How to update Poisson conjugate prior with observations of arrival time instead of counts?

Question

Suppose a random variable $N \sim \operatorname{Pois}(\mu)$, with Gamma conjugate prior such that $\mu \sim \operatorname{Gamma}(\alpha, \beta)$. Then given a sequence of $n$ observations of counts $\mathbf{k} = (k_1, \dots, k_n)$ in the next $n$ units of time, then the way to derive the posterior distribution of $\mu|\mathbf{k}$ is by updating the prior so that:

$$\mu|\mathbf{k} \sim \operatorname{Gamma}(\alpha + \sum_{i=1}^n k_i, \beta + n)$$

Suppose instead of knowing the counts $\mathbf{k}$, I only know that the next success was observed in $t$ units of time. Is it then appropriate to update the prior so that:

$$\mu|\text{time to success} = t \sim \operatorname{Gamma}(\alpha + 1, \beta + t)$$

If this is appropriate, why does this hold and how does it relate to the previous update, and if it is not appropriate, how do you incorporate one observation of time of next success?

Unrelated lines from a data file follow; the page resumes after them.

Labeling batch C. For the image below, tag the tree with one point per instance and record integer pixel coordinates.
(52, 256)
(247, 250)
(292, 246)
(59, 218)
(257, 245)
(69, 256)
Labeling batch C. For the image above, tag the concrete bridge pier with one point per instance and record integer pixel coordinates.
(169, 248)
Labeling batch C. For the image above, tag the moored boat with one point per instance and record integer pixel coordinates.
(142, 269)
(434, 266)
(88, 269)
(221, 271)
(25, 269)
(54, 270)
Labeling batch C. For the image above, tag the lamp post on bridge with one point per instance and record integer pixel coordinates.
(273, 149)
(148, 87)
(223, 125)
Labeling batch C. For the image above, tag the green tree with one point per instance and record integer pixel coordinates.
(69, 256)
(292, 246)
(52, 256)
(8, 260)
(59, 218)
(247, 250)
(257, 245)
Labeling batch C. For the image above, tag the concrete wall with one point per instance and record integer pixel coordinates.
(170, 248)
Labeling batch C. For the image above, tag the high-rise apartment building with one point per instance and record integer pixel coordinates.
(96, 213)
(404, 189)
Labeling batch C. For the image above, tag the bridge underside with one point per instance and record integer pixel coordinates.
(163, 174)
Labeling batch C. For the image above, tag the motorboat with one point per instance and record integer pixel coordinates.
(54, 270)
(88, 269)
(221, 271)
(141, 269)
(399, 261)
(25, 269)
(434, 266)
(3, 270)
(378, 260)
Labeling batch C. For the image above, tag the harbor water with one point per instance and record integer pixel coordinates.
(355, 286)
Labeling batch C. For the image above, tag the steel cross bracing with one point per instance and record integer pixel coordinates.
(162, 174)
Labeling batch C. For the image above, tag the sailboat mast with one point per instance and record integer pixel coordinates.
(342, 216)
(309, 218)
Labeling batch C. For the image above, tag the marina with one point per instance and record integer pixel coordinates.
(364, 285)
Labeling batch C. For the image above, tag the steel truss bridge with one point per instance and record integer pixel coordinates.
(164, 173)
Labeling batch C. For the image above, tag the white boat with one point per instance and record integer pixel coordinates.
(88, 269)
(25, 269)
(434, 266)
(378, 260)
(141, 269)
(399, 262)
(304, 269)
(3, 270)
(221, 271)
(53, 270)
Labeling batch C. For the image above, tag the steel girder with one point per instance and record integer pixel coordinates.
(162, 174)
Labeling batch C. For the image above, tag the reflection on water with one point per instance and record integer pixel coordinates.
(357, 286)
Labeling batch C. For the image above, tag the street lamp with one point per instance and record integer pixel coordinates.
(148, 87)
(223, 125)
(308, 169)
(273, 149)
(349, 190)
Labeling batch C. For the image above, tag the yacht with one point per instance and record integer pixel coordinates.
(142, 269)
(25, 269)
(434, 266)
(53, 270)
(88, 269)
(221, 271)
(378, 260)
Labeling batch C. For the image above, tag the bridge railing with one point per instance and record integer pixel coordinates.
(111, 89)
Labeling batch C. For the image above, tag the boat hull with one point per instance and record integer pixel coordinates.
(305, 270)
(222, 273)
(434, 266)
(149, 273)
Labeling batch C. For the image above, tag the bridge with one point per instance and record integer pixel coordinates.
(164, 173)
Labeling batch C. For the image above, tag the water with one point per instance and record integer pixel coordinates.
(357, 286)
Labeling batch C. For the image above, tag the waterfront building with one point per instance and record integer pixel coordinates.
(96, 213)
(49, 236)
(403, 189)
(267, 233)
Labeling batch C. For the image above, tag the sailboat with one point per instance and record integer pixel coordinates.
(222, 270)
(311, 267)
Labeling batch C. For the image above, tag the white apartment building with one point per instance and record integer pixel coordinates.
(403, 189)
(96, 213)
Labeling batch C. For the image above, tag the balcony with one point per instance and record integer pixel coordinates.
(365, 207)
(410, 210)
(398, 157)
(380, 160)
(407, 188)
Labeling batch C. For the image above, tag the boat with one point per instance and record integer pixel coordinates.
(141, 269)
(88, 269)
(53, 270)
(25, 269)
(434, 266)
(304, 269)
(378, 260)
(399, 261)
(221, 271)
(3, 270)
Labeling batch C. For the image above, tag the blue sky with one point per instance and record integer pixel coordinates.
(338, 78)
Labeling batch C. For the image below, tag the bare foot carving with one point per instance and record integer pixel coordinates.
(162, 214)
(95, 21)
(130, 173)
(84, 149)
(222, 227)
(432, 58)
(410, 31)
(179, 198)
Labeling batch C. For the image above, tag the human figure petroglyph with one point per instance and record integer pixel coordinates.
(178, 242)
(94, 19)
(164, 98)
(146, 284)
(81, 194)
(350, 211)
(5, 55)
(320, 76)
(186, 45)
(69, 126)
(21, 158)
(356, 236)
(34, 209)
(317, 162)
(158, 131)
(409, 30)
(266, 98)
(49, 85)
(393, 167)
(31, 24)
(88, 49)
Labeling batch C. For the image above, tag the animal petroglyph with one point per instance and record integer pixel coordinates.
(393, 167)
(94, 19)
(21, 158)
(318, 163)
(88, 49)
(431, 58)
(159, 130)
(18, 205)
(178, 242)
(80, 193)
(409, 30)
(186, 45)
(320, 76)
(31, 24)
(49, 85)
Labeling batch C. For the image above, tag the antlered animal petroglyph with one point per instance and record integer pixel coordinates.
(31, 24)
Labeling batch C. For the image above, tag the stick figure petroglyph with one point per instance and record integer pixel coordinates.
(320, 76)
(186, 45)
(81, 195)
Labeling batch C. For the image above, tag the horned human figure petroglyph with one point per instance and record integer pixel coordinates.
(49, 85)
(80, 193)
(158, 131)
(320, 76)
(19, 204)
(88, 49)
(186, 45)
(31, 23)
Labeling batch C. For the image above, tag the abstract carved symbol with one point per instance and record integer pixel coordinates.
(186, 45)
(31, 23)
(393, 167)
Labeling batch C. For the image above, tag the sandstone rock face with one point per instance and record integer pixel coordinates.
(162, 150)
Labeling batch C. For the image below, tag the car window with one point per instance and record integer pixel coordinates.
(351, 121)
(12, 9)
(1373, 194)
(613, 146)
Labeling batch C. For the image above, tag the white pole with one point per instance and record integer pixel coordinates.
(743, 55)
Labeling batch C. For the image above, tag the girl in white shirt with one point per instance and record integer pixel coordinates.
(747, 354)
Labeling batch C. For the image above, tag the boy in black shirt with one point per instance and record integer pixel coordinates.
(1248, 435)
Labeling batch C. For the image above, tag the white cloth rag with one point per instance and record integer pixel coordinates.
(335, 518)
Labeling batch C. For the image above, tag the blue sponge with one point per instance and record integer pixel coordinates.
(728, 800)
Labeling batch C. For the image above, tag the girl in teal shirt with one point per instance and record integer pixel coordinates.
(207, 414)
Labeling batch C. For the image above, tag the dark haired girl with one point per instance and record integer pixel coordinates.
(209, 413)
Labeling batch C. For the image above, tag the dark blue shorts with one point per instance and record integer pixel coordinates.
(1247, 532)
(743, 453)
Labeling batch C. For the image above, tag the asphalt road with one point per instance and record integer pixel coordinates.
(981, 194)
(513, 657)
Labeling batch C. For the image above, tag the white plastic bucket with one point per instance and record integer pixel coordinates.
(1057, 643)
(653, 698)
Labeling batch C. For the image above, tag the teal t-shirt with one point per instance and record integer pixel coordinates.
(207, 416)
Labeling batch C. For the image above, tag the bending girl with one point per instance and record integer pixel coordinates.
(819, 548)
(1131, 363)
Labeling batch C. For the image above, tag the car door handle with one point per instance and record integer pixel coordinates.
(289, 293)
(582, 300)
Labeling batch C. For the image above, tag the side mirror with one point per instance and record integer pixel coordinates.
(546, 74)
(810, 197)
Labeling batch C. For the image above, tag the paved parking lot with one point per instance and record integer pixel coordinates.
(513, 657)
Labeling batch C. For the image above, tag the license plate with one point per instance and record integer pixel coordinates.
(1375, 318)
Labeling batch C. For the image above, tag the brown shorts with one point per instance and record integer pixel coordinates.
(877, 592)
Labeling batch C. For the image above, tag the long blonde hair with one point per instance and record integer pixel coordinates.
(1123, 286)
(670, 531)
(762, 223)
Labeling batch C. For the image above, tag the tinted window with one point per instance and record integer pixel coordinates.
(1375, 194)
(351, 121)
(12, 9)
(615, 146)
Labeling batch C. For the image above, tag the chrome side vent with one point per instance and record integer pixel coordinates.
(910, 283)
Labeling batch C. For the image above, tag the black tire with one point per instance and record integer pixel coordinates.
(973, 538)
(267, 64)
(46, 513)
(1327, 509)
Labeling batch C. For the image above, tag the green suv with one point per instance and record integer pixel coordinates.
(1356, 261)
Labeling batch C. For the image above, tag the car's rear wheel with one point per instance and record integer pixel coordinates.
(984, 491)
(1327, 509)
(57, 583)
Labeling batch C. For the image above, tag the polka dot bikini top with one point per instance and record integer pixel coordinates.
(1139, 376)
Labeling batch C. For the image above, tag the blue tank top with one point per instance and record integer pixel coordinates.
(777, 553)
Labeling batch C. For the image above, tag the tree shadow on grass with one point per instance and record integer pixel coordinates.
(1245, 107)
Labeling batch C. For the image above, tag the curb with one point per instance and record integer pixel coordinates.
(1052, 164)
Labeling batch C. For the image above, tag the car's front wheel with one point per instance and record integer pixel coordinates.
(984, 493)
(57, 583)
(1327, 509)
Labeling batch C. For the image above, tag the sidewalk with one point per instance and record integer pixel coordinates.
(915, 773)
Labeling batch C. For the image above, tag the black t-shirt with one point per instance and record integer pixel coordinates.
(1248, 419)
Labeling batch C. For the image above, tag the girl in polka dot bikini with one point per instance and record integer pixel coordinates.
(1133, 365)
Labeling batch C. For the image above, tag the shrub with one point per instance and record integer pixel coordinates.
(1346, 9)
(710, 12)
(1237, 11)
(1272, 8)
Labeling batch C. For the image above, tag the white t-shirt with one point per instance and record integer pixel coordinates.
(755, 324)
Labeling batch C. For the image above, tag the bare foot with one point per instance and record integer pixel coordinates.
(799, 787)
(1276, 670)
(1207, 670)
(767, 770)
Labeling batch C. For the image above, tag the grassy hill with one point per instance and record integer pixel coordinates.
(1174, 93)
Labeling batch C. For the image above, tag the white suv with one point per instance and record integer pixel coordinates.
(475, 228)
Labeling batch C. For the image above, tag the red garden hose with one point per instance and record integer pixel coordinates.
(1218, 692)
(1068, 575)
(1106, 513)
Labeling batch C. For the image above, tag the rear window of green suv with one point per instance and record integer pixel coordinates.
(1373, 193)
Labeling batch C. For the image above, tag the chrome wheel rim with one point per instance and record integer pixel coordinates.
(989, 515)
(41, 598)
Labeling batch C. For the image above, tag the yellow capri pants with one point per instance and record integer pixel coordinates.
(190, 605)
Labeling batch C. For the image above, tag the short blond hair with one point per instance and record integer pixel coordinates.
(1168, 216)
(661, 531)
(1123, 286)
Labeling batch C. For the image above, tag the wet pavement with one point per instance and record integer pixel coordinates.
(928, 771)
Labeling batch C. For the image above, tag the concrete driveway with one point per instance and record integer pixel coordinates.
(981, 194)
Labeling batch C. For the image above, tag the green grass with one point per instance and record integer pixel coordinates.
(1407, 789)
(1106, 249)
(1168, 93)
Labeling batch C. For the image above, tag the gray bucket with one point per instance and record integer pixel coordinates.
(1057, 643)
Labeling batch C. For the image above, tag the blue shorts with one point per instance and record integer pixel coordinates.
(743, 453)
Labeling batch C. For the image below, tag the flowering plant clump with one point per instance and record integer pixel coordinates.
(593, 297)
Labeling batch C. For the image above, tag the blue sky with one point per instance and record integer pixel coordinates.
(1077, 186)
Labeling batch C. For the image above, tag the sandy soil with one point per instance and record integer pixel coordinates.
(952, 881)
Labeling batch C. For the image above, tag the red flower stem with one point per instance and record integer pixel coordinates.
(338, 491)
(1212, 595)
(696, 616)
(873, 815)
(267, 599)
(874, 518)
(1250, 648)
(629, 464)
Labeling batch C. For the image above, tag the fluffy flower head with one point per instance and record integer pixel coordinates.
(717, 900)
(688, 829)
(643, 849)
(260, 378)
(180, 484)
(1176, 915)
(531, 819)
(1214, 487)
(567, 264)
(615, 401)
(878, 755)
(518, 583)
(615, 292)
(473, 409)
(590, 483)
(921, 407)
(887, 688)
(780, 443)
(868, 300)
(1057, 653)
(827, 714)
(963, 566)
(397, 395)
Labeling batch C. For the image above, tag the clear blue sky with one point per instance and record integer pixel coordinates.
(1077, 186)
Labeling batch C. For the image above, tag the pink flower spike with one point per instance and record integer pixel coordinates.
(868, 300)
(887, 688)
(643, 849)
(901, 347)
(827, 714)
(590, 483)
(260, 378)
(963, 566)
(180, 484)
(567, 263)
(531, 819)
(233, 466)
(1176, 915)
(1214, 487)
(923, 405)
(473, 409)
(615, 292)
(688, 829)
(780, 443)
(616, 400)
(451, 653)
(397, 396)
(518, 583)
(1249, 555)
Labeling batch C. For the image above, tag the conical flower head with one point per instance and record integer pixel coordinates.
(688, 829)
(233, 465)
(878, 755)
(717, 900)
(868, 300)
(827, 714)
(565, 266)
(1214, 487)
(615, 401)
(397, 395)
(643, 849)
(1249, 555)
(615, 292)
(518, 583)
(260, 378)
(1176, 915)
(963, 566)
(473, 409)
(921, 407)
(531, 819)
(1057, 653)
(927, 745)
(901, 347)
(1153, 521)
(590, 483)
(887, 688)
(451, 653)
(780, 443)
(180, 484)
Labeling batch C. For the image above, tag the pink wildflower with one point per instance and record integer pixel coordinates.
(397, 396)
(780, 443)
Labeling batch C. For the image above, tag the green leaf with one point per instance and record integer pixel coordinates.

For example, I can see that when the time of next success is a small fraction of the unit time, and let $t_1, \dots, t_{k_1}$ denote the inter-arrival times of the first $k_1$ successes, then

$$\operatorname{Gamma}(\alpha + k_i, \beta + 1) \approx \operatorname{Gamma}(\alpha + k_i, \beta + \sum_{i=1}^{k_1} t_i)$$

Answer 1

I think your confusion comes with the Poisson distribution and what $n$ is. On the linked wikipedia page you have $k_i \stackrel{ind}{\sim} Po(\mu)$ for $i=1,\ldots,n$. The relationship I think you are looking for is below.

A Poisson process, i.e. $N(t)\sim Po(\mu t)$, has exponentially distributed interarrival times (times between arrivals), i.e. $$ A_i \stackrel{ind}{\sim} Exp(\mu) $$ where $E[A_i] = 1/\mu$ where this is the same $\mu$ from the Poisson process. Assume the same prior on $\mu$, namely $$ \mu \sim Ga(\alpha,\beta). $$ Suppose you observe this system until the $n$th arrival which occurs at time $t = \sum_{i=1}^n a_i$. Then the posterior is $$ \mu|n,t \sim Ga(\alpha+n,\beta+t) $$ which can be derived either using the count: $$ p(\mu|n,t) \propto (\mu t)^n e^{-\mu t} \mu^{\alpha-1} e^{-\beta \mu} \propto \mu^{\alpha+n-1} e^{-(\beta+t) \mu} $$ or from the interarrival times $$ p(\mu|a_1,\ldots,a_n) \propto \left[ \prod_{i=1}^n \mu e^{-\mu a_i} \right] \mu^{\alpha-1} e^{-\beta \mu} \propto \mu^{\alpha+n-1} e^{-(\beta+t) \mu} $$ since $t = \sum_{i=1}^n a_i$.